Un voto che sta spaccando la nazione e ha alimentato campagne di disinformazione, propaganda e odio nei confronti di un gruppo di 984 mila cittadini – tra aborigeni e insulari dello stretto di Torres – pari al 3,8% della popolazione australiana. A tal punto che gli ultimi sondaggi danno il ‘no’ in netto vantaggio, con il 60% delle intenzioni di voto, contro il 40% a favore del ‘si”, invertendo totalmente la tendenza iniziale, invece favorevole al riconoscimento dei popoli autoctoni.
Intervenuto dal sito sacro aborigeno di Uluru, un gigantesco monolite rosso nell’Australia centrale, il premier Anthony Albanese ha cercato di convincere gli elettori scettici a sancire il riconoscimento delle popolazioni indigene nella Costituzione.
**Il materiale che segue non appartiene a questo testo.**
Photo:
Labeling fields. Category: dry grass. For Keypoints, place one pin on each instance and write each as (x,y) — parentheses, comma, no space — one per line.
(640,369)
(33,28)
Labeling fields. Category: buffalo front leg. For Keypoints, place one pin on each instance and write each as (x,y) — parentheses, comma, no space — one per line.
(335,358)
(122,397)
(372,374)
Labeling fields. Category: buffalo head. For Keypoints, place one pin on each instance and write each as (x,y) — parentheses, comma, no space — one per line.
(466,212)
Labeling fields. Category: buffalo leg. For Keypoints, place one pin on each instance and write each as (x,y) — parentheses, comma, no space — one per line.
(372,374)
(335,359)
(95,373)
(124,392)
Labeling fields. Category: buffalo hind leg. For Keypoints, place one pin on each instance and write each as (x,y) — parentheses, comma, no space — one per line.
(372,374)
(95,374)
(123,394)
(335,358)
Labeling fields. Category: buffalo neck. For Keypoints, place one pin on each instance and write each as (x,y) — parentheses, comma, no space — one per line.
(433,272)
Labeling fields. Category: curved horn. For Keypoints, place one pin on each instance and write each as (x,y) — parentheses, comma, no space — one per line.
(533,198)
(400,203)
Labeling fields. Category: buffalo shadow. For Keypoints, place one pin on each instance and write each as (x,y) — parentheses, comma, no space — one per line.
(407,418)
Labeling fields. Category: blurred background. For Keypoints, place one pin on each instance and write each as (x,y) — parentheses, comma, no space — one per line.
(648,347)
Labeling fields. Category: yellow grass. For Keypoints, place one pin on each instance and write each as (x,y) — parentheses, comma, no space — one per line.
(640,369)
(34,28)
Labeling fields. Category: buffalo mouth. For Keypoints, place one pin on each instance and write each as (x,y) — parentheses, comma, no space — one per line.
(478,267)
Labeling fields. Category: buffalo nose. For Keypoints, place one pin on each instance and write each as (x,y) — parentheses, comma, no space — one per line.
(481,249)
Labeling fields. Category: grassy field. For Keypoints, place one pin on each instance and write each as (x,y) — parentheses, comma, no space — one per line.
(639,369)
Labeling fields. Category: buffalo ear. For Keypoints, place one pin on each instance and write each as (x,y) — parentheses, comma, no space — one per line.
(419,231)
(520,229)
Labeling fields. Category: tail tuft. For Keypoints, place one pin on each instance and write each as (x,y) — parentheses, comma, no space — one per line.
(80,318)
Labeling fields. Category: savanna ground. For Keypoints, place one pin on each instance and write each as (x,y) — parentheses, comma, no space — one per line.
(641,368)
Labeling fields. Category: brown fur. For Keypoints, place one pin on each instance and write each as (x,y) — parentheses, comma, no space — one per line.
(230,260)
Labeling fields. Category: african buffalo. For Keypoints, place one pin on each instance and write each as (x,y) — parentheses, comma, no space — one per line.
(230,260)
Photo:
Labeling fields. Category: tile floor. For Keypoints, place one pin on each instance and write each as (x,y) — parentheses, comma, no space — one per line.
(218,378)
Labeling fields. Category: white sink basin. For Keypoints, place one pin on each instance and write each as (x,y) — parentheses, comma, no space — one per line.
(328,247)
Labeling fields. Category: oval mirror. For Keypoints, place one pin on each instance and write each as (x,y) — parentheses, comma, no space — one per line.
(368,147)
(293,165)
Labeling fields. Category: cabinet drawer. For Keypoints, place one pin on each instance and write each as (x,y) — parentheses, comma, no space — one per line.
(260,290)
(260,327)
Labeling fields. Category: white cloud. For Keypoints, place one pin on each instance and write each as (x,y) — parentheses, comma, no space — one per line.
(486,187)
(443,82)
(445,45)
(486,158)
Il capo del governo di centro-sinistra ha invitato i cittadini a mostrare “il meglio dell’Australia”, sostenendo la riforma costituzionale che rafforza i diritti degli aborigeni. “Quello che voglio vedere e’ il meglio dell’Australia. Siamo una grande storia di successo multiculturale”, ha detto Albanese all’emittente pubblica ABC, con Uluru sullo sfondo. La scorsa settimana, in un incontro con i rappresentanti delle varie confessioni religiose, il premier ha presentato il progetto come “un momento di unita’ molto commovente. Questo e’ il tipo di Australia che voglio vedere, un’Australia in cui siamo definiti dalla nostra unita’, non dalle nostre divisioni”.
Se nonostante l’annunciata sconfitta alla fine la riforma venisse approvata, gli aborigeni australiani – i cui antenati vivono sul continente da almeno 60 mila anni – saranno riconosciuti nella carta fondamentale e avranno il diritto ad essere consultati dal governo per le leggi riguardanti le loro comunita’, tramite un organo denominato “The Voice”, “La Voce”.
A piu’ di due secoli dalla colonizzazione britannica, i membri di queste comunita’ hanno un’aspettativa di vita inferiore di otto anni rispetto a quella degli altri australiani; sono in media piu’ poveri, piu’ malati o incarcerati e hanno meno accesso all’istruzione. I sostenitori del progetto affermano che dare voce ai popoli indigeni risolvera’ le disuguaglianze di cui sono stati e sono tuttora vittime, anche se il governo potrebbe ignorare le loro raccomandazioni. I difensori del “no” credono invece che la riforma manchi di precisione, aggiunga uno strato di burocrazia inutile, conceda privilegi speciali alle popolazioni indigene e alla fine farebbe poco per migliorare la loro sorte.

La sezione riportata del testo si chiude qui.